しかし、数年間は管理をしておりましたが、元々樹木には全く興味がなく、費用が掛かることから管理をお願いされなくなりました。

それから5年以上はたってい折ると思いますが、お墓参りにくる方にとってその松は邪魔者。その場所は駐車場に利用されているのです。

伐採した方が住職のためにも檀家さんのためにも良いと思うのですが・・・

管理されない松はただの雑木

この松は5年以上管理されていないので問題外ですが、私は4年以上管理も剪定をしない松はただの雑木であると考えております。

それはなんでか?

それは、4年も放っておくと太い枝が伸びてしまい、樹形がもう元には戻らないし、枯れ枝も枯れ葉も多くなり、必要なところに必要な枝葉がな状態がほとんどです。

そんな松はもはや雑木ですよね。

これはそのよい例です。

何となく自然に育っている山にあるような松の雑木。

もはや何の価値も見当たらないない雑木でしかないです。

これをどうにかしろと言われてもどうしようもなく、枯葉を取って整理すると枝だけになってしまうんです。

5年以上前に一度、このような状態からある程度整理したことはあるんですよ!

枝が伸びた状態から整理した時の状態

整理した状態でも、何もしないで数年が経つと、葉が増えてうっとうしい状態になります。

さらに、この状態をを放っておくと、このように枝が伸びても、葉は少なくなる状態になるんです。

間延びした枝は貧弱な枝になるだけ

管理をしないでいると、間延びした枝の貧弱さだけが目立つようになります。山に生えている松の枝がこのような感じではないですか。これが本来の松の自然な状態なので、松にとってはストレスの起こらない生き方なのです。

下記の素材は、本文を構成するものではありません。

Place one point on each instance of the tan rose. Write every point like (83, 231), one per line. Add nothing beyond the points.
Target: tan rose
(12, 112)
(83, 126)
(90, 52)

上の写真で一番下の枝を部分的に見てみます。1年一節伸びるのですが、どの部分なのかわかりますか?「中心の枝から脇に生えているところ」から「次に枝が脇に生えているところ」までの間なのですが。わかりますか?

一番先端部分は葉っぱが緑で元気がよいように見えますね。そして、次の節間である前年の葉っぱは黄色く変色しているのがわかりますか?その次の前々年の節間には、葉っぱは枯れ落ちてなくなっていることがわかるかと思います。

このようにならないために、どのようにしたらよいのかというと、松は枝の先端に向って伸びるので、それをさせないように、できるだけ枝の元部分で枝葉や芽を短く切って仕上げていかないと樹形は維持できなくなっていきます。

これは、問題外です。

ここまで伸び切ってしまうと、樹形のことは忘れて、一度枝を整理した方がよいですが、太い枝をバッサバッサと切りすぎると枯れてしまうし、時期によっても太い枝を強く切る剪定をすると枯れてしまいます。

こうなる前に、毎年手をかけてあげて、何とかしないといけませんけどね。